Controversial Islamic preacher Zakir Naik has no plans of coming to India, his lawyer Mubin Solkar clarified on Wednesday, 4 July, after reports of Naik returning to the country surfaced.
"The news is absolutely false and baseless," Solkar told ANI, adding that there hasn't been any progress on the extradition request put in by the Indian government.
The news was summarily rejected in a statement by Naik himself, who said he wouldn't come back to India till he felt safe from “unfair prosecution.”
When I feel that the government will be just and fair, I will surely return to my homeland.Zakir Naik in a statement
National Investigation Agency (NIA) spokesperson Alok Mittal also said that the agency had no such information and "we are trying to verify it.”
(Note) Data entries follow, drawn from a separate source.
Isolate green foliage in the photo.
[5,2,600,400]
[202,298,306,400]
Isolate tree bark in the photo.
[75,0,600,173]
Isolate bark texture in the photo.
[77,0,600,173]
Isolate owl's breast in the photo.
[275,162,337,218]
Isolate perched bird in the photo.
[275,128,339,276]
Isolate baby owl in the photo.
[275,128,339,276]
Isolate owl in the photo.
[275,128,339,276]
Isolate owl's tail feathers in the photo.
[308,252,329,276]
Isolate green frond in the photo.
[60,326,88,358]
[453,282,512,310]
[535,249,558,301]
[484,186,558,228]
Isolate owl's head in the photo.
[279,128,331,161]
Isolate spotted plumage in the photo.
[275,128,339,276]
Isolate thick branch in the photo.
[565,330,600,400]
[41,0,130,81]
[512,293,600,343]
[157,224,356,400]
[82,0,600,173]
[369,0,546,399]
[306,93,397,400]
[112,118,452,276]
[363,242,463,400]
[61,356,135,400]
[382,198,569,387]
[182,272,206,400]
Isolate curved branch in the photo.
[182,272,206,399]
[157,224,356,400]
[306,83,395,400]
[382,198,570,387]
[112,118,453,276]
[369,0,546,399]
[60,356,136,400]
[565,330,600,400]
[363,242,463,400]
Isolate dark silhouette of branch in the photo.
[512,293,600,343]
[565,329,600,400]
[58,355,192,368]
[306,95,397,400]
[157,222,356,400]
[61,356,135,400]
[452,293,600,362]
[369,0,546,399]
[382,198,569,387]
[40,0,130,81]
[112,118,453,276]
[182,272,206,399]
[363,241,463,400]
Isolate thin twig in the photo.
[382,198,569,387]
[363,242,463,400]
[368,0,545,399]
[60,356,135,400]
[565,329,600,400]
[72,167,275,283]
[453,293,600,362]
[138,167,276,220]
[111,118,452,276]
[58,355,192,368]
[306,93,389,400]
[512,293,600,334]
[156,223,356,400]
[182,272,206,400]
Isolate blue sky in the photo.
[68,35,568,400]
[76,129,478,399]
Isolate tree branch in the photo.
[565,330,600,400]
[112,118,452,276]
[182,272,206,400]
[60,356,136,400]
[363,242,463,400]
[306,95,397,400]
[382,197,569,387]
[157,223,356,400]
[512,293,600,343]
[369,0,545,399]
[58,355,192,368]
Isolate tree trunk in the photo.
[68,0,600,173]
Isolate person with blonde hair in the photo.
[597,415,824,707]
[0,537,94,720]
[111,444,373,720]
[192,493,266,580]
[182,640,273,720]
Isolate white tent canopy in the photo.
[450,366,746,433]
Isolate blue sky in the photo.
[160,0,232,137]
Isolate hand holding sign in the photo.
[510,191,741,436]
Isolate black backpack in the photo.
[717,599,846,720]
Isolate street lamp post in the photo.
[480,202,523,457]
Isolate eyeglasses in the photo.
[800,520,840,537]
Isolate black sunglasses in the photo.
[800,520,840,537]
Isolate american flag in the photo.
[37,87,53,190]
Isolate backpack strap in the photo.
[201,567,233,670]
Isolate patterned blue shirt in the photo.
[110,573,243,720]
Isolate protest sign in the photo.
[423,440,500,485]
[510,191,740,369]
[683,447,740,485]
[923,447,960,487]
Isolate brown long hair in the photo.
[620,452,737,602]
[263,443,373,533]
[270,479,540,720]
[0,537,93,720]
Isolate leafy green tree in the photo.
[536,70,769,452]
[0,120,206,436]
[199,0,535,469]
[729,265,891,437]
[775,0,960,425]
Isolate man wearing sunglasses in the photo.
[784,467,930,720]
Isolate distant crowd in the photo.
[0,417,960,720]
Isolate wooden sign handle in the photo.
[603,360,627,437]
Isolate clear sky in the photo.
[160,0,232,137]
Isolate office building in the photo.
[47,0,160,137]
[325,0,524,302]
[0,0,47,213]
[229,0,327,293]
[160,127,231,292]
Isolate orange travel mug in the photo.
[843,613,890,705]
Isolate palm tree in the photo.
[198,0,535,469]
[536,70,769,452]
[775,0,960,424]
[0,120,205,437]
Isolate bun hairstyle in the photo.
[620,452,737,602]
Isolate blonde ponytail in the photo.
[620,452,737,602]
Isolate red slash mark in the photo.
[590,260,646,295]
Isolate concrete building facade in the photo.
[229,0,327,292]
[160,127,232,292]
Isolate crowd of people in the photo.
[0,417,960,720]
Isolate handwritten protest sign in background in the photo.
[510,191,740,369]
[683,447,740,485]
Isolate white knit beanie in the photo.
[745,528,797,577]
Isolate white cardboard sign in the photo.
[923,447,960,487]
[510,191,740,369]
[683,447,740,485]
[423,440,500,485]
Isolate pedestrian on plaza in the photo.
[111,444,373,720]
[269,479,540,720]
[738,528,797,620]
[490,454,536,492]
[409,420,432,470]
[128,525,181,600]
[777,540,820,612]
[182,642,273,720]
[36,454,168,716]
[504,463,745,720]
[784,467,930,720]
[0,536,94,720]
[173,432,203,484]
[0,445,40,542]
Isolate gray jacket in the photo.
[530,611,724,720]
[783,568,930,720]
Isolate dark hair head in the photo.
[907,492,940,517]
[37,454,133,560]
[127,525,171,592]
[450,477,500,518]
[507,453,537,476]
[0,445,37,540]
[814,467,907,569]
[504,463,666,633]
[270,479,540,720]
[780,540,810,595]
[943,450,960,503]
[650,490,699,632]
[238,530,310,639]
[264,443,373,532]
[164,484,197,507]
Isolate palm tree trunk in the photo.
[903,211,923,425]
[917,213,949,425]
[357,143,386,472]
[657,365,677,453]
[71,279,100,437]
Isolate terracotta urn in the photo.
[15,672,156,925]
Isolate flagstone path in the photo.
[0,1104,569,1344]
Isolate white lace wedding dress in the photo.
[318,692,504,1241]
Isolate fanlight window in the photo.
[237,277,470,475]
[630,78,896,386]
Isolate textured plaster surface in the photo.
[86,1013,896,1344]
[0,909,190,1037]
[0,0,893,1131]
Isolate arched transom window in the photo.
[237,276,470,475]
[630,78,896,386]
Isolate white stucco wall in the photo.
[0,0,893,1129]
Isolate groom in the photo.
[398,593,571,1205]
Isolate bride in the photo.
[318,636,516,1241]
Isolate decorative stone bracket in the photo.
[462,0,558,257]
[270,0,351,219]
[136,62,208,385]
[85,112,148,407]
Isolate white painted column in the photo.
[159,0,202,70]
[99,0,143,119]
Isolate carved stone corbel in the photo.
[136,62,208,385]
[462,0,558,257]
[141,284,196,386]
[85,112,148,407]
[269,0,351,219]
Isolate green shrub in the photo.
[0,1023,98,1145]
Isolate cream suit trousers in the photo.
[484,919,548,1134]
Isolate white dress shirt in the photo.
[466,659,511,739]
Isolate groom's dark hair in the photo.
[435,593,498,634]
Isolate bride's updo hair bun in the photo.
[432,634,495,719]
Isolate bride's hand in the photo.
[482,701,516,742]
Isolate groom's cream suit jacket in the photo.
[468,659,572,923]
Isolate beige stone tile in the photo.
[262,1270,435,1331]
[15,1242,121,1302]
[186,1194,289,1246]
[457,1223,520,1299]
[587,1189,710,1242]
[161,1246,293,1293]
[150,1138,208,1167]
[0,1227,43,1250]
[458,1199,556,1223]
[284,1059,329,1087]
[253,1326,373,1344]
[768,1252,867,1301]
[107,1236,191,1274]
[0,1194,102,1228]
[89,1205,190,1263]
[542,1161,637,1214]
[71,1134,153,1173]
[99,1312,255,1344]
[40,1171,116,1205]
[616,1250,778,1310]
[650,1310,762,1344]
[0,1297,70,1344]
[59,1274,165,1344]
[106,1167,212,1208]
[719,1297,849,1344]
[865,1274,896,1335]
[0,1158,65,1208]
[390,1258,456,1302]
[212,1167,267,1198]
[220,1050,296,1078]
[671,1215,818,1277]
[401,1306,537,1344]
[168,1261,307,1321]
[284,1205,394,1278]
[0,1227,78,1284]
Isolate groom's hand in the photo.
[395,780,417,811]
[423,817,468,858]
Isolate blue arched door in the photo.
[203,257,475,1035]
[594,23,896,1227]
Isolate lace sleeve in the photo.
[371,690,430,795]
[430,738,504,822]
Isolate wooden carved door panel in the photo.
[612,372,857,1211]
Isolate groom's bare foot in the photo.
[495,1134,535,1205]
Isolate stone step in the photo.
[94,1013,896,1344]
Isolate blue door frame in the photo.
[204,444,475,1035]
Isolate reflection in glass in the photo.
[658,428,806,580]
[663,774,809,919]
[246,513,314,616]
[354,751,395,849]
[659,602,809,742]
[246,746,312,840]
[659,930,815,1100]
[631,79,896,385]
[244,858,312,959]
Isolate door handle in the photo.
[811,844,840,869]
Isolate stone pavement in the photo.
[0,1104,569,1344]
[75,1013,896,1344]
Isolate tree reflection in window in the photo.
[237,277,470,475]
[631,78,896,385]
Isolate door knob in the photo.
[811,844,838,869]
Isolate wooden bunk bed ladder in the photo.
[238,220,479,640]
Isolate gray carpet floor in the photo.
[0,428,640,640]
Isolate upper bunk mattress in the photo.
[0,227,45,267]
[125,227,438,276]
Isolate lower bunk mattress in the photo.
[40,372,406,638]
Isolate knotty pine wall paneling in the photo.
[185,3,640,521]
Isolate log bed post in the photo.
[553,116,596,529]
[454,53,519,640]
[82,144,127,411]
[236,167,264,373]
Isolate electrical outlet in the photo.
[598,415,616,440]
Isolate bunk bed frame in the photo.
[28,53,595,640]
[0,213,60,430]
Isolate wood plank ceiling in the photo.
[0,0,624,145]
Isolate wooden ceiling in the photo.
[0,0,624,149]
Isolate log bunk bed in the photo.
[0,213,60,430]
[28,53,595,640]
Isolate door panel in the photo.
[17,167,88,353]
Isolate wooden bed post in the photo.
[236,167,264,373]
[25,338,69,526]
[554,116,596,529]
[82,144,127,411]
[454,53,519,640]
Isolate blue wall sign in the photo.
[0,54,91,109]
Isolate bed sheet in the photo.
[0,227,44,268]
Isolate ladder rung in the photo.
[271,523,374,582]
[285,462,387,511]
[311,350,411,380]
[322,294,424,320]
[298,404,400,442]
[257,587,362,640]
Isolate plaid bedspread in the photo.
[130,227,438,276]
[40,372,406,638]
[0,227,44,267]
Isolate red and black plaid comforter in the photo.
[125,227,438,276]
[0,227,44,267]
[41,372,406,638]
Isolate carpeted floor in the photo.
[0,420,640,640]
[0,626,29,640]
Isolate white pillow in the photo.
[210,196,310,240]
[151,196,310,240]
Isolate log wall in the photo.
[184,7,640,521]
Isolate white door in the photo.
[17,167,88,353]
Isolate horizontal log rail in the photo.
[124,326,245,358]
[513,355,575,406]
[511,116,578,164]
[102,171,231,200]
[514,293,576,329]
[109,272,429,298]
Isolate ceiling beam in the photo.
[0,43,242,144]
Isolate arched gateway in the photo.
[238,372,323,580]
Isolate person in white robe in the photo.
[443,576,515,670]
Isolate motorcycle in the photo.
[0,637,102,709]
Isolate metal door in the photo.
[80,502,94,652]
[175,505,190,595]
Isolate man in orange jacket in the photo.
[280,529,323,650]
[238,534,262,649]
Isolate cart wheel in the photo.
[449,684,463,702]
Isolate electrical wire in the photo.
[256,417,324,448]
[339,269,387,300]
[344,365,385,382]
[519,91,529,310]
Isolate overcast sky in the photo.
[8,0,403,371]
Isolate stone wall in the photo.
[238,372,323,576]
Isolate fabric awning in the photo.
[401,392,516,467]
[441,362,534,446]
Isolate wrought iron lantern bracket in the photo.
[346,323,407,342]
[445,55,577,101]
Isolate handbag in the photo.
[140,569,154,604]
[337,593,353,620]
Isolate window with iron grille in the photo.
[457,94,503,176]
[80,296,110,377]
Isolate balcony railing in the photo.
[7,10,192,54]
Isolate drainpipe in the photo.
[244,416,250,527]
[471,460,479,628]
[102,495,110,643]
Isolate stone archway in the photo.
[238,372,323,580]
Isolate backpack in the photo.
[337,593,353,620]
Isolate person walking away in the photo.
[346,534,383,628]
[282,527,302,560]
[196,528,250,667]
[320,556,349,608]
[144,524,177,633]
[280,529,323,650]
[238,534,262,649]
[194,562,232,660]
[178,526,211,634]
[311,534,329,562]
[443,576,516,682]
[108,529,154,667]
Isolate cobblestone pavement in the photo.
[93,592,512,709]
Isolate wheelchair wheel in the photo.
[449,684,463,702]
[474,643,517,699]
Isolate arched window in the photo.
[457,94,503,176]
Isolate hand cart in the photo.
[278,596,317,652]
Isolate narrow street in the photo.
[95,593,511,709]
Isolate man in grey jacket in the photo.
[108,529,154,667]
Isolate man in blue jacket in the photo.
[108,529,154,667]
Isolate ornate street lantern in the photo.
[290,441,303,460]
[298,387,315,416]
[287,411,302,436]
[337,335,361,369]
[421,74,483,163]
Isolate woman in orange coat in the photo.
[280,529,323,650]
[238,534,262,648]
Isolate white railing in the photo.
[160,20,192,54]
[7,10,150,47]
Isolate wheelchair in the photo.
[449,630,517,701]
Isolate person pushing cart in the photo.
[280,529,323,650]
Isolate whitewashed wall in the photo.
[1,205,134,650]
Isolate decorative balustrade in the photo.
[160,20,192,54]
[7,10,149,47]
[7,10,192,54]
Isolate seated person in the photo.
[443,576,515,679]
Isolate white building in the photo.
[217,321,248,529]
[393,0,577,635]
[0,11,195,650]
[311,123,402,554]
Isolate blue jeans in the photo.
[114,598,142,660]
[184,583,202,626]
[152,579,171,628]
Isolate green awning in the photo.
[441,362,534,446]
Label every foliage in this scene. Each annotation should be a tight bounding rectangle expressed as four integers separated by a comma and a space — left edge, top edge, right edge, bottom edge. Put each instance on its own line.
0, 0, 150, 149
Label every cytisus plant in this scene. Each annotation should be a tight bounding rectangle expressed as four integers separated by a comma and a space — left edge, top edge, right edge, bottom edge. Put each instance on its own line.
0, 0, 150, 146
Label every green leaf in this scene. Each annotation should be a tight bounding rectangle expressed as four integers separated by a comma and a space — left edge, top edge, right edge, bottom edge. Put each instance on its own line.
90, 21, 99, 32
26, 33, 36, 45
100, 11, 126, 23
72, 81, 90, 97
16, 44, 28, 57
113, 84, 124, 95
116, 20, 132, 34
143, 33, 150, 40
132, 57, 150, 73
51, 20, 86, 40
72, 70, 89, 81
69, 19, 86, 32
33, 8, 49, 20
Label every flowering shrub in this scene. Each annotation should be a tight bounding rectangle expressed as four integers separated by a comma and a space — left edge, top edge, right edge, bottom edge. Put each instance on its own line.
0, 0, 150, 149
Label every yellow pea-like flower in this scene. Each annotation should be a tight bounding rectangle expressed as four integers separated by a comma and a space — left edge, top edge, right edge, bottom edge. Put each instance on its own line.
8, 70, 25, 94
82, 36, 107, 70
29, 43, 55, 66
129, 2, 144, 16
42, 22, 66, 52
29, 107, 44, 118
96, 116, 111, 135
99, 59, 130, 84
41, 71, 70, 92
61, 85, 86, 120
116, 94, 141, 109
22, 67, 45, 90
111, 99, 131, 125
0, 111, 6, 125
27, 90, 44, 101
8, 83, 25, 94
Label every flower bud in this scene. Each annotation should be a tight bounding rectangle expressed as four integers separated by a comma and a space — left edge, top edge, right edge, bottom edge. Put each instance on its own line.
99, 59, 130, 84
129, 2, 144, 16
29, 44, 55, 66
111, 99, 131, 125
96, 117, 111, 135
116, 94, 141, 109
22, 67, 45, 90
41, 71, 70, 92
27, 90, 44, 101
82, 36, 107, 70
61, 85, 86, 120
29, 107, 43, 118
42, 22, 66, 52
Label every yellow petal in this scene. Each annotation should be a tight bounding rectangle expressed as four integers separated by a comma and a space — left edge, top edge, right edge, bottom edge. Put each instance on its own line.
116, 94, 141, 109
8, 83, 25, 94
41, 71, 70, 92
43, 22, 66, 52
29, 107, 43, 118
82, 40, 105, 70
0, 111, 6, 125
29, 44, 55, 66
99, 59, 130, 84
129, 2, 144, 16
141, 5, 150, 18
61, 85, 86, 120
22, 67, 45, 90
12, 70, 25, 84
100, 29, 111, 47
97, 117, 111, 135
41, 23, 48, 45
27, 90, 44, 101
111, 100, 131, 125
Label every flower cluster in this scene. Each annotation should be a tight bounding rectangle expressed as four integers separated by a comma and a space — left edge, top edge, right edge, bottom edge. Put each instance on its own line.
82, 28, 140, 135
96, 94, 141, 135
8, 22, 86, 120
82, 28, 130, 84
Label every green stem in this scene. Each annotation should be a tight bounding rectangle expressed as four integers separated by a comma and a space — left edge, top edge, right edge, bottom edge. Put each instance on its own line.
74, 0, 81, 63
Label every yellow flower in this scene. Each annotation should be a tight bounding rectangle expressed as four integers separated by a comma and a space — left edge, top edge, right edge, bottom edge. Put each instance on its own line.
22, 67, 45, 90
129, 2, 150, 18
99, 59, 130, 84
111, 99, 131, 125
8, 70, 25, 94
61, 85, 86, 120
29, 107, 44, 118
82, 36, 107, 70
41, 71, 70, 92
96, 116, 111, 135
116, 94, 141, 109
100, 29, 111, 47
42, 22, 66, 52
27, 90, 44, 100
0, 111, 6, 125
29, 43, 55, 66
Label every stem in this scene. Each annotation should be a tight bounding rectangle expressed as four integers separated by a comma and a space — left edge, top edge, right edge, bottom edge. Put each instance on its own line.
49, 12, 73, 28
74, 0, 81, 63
Sources in the Ministry of External Affairs told The Quint that it had requested the Malaysian government for Naik's extradition to India in January 2018 and was still pursuing the matter through diplomatic channels.
"We have seen media reports regarding the deportation of Zakir Naik by the Malaysian government. We are yet to receive official confirmation in this regard from Malaysian authorities," a source in the ministry said.
The Bombay High Court had, on 20 June, 2018, refused to give any respite to Naik who had filed a petition seeking a direction to the NIA and the Enforcement Directorate (ED) to submit reports on the probe carried out by them against him.
Naik had also sought direction to the Ministry of External Affairs to cancel the revocation of his passport, reported PTI. The court, however, said that Naik needed to file a separate petition for the matter concerning the status of his passport.
"Regarding the other reliefs sought in the petition, we do not see how this court can consider them when the petitioner has not even presented himself before the probe agencies. The petitioner is ensconced in Malaysia and is seeking a direction to the agencies to submit probe reports," the court had said.
Naik is facing a probe by the NIA and the ED after his sermons on his Peace TV were cited as a reason by Bangladesh for an attack in Dhaka in 2016, which left 22 people dead.
Congress Issues a Measured Response
In an apparent reference to Zakir Naik, senior Congress leader Salman Khurshid said the country cannot afford to have question marks on people in important positions in public but if there is no culpability of an individual, one should not be continuously "hounded".
"As long as there are complaints, charges, accusations, it is good that the matter should get to a sensible conclusion. If there is culpability, then that culpability be punished. If there is no culpability, I don't think that one should continue to hound someone....We can't afford to have question marks about people who have important positions in public sphere," Khurshid was quoted as saying by PTI.
Khurshid, who is a former Law Minister, said the "sad thing" about Naik was that he was not available to the Indian authorities and the system. He, however, said it will be a good thing if he returns.